10 steps to take when responding to an EEOC complaint

June 1, 2011
in Employment Law

The EEOC and state and local agencies have been filing more administrative charges in recent years and that trend is likely to continue.

Because administrative charges can be precursors to discrimination lawsuits, it’s critical for you to handle them properly. These 10 tips will help you prepare to respond:

1. Tell the whole story

An EEOC charge often contains just one or two paragraphs briefly outlining vague allegations of discrimination. But even a brief charge demands a comprehensive response, detailing the circumstances surrounding the employment relationship and the reasons for adverse employment ­actions. Give the agency all the facts. Demonstrate that there were legitimate business reasons for your actions.

2. Use documentation

To discredit the allegations, consider including documents supporting your version of events in your response. Atten­dance records, sales reports and email messages can all help prove that events happened as you say they did.

3. Verify the response’s accuracy

Attorneys love catching an employer in a lie. Since the information you submit could be used in later legal proceedings, make sure everyone involved reviews the response and verifies the accuracy of every statement.

4. Highlight consistent past decisions

Demonstrate that a decision was not motivated by unlawful discrimination by pointing to cases when you took the same action against similarly situated employees who were not members of the charging party’s protected class.

5. Remember, the agency doesn’t know your business

In telling your version of the events, share details about your business that will help the agency understand why your action was justified. Think about why the charging party’s performance concerned you. Would that be readily apparent to an outsider?

6. Maintain confidentiality

Information about the charge should be on a need-to-know basis, especially if the charging party is still employed.

7. Be prompt and cooperative

Anti-bias agencies are less inclined to provide extensions than they once were. Failure to respond to a charge in a timely way can result in an adverse determination.

8. Work with your attorney

Because a discrimination charge can be the first step in a chain of legal actions, you must protect your company’s interests. Consider asking your attorney to investigate and prepare—or at least review—the response.

9. Contact your insurer

Insurance policies require prompt notice of claims. Many employment-practices liability policies define claims to include discrimination charges. Failing to apprise the insurer of a charge could result in denial of coverage, not only for the charge but all subsequent legal claims.

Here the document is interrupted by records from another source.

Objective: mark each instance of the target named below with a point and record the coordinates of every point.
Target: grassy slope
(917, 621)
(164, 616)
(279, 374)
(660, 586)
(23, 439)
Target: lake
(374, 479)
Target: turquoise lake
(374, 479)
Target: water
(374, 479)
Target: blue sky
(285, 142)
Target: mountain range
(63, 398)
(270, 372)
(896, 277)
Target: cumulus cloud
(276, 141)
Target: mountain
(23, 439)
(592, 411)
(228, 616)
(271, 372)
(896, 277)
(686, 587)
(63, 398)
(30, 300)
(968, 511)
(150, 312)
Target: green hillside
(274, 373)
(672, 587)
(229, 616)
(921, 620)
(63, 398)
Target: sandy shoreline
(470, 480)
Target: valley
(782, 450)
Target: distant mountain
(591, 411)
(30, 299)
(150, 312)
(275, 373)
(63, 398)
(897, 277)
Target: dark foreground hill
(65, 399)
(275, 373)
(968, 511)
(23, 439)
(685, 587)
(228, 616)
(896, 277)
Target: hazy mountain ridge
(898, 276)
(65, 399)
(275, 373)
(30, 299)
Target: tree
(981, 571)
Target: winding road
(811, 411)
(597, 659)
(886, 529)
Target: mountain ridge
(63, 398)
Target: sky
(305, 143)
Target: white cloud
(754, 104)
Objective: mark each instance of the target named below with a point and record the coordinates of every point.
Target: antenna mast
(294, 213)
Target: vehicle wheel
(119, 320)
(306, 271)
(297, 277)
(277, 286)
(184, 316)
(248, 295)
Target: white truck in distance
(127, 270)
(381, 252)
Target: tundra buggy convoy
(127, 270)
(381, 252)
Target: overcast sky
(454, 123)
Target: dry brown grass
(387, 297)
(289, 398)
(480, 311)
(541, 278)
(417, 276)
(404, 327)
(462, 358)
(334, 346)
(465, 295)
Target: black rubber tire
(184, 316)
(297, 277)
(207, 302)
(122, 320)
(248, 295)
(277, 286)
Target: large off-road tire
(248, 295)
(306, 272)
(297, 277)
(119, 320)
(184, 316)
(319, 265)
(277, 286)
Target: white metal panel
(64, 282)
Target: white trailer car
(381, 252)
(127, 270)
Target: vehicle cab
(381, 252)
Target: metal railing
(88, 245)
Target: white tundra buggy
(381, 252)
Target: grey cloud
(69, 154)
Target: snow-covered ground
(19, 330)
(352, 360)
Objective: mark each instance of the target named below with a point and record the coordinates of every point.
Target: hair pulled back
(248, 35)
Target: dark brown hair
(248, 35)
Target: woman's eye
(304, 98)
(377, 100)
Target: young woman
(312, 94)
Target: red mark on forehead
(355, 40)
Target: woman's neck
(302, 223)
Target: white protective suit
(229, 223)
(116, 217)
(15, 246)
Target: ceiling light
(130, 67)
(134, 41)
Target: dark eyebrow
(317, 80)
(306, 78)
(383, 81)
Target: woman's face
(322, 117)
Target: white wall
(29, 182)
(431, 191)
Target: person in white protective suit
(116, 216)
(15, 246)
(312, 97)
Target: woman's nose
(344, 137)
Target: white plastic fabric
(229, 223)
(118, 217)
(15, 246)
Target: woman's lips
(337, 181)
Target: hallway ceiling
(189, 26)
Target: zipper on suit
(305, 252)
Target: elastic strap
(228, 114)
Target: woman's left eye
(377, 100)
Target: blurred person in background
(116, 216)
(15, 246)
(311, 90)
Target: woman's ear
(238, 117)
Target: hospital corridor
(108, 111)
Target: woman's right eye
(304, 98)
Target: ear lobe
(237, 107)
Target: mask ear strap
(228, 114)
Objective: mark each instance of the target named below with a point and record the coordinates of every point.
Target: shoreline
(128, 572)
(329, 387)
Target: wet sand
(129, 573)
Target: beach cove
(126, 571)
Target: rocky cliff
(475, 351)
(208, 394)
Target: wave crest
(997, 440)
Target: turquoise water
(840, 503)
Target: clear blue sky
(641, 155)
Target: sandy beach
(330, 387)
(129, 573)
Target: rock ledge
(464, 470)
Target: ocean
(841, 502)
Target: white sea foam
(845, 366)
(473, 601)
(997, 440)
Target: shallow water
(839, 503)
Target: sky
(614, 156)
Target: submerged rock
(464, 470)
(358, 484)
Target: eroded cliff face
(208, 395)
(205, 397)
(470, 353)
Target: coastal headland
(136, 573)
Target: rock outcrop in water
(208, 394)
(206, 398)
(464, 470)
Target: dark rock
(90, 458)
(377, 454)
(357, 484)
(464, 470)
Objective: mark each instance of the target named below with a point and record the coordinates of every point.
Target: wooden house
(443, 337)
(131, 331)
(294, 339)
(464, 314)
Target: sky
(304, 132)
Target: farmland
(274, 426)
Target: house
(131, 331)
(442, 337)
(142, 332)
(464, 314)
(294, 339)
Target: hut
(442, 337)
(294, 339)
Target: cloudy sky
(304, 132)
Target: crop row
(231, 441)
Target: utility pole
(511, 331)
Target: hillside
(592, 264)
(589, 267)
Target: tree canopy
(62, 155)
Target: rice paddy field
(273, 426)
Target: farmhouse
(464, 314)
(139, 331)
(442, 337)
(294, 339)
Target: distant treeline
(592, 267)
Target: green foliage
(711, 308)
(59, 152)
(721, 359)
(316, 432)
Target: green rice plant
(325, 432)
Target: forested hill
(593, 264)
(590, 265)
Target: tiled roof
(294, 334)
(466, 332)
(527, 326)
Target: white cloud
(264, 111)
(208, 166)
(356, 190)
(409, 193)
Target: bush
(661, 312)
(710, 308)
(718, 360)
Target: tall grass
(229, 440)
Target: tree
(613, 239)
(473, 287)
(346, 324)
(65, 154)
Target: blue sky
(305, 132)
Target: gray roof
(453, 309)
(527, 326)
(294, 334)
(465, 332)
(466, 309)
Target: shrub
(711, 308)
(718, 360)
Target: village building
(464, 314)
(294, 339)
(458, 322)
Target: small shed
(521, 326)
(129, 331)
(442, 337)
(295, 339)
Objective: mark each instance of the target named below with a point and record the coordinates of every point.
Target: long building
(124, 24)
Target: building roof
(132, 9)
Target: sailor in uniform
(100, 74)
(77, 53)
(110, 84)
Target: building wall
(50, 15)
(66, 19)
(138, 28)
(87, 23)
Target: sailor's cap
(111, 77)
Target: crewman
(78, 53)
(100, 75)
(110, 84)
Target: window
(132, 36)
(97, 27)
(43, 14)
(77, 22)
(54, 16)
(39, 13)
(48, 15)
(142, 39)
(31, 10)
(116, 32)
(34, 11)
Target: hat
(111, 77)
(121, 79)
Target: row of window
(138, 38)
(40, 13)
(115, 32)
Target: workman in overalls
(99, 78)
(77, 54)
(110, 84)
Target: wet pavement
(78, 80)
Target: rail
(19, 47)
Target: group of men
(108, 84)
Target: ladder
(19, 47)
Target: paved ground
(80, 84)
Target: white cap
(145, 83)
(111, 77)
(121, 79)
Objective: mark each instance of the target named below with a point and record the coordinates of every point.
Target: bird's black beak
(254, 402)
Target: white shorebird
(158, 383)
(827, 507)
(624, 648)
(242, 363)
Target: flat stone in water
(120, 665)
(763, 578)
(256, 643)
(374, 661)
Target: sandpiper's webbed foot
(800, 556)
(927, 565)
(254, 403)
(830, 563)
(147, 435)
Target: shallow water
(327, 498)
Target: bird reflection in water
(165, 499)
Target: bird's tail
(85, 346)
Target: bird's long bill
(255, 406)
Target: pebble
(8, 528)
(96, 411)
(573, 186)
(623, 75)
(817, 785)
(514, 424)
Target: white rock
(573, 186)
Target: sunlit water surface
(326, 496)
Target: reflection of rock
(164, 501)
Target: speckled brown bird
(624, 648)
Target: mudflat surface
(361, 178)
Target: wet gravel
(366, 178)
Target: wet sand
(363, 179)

10. Preserve all documents

Courts are increasingly imposing harsh sanctions on em­ployers that fail to adequately preserve relevant evidence. When you receive an administrative charge, collect and preserve all documents that could be relevant. You may also want to suspend any routine practices that might result in the destruction of relevant records, particularly electronic information like emails, voice mails and Internet usage records.